De Blasio’s disposition on the subject closely matched those of fellow Democrat City Councilman Vincent Gentile, as well as Republican State Senator Marty Golden – both of whom say street vendors have an unfair advantage over storefront restaurants – which have to contend with scrutinizing city health inspectors’ grading systems, not to mention rent.
From Brooklyn Daily:
City agencies spring surprise inspections on food wagons and traditional restaurants alike, but only the latter is required to post inspection grades in their windows, disgruntled merchants claim.
Gentile proposed legislation in March to grade mobile vendors, and met earlier this month with Department of Small Business Services Deputy Commissioner Andrew Schwartz, demanding that the city turn Fifth Avenue around 86th Street into a food cart-free zone.

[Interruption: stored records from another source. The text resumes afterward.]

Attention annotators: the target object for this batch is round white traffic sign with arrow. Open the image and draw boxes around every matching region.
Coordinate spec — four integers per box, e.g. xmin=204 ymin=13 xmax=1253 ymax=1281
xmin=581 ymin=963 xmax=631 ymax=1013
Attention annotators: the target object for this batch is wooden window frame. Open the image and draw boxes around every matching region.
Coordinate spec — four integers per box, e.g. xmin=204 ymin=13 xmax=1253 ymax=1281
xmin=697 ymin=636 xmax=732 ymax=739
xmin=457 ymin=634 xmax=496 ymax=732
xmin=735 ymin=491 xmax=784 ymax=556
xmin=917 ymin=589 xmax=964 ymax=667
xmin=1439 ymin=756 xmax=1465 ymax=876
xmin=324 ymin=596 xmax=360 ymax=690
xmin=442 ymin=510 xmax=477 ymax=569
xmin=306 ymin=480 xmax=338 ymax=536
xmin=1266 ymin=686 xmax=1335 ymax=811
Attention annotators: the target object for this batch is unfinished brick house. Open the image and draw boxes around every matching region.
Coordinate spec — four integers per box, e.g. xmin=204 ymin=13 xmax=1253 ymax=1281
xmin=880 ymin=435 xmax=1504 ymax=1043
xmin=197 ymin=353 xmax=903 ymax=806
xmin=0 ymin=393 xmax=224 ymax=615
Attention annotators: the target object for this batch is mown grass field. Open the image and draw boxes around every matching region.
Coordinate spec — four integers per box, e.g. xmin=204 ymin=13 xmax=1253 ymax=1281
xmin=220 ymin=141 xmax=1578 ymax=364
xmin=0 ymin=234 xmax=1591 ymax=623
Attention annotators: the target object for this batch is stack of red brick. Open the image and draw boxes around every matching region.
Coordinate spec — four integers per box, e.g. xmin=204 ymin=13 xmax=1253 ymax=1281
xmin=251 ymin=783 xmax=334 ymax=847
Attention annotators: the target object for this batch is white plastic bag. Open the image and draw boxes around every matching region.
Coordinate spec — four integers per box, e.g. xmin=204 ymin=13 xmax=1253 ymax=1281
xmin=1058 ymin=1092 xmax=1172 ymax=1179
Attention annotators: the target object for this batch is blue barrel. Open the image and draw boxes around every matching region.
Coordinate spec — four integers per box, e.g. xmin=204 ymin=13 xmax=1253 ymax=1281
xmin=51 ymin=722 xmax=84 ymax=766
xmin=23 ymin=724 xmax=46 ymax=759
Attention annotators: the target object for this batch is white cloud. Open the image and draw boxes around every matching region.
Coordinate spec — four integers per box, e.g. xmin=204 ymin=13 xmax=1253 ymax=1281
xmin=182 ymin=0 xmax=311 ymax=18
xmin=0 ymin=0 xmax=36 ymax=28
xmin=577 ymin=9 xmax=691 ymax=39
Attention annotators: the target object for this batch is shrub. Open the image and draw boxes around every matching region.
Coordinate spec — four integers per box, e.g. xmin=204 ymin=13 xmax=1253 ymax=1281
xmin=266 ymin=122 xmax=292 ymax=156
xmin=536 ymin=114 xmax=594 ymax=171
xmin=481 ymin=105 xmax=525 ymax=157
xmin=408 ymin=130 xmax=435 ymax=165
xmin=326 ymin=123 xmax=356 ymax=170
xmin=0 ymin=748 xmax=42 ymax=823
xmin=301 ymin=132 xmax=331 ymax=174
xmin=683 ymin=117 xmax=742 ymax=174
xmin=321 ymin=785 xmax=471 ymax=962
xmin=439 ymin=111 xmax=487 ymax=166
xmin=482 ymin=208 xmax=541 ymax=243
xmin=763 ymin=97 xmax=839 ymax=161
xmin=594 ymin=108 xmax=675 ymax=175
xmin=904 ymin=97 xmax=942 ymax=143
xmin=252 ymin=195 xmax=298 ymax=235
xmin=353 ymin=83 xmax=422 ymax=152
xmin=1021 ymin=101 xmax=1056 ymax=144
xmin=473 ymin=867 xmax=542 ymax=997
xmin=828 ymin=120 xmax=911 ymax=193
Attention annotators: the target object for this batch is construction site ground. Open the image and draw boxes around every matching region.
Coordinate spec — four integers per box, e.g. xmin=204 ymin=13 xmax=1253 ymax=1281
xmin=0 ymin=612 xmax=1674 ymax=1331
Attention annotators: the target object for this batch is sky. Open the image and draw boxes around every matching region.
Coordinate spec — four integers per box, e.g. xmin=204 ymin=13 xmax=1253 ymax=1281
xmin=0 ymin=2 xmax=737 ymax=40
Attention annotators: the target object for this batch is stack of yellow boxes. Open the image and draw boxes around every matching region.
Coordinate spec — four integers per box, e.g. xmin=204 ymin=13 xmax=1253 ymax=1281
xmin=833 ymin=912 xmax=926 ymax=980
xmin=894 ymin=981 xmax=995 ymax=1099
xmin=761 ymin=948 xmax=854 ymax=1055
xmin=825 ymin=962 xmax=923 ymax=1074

De Blasio thinks more regulation for food carts will go a long way in helping to keep better relations between mobile food vendors and restaurateurs.
The “cold war” between Middle Eastern Halal Cart operator Sammy Kassen and Lone Star Bar & Grill proprietor Tony Gentile [no relation to Councilman Vincent Gentile] began to heat up in March, when two benches were mysteriously installed in Kassen’s favorite 5th Avenue spot.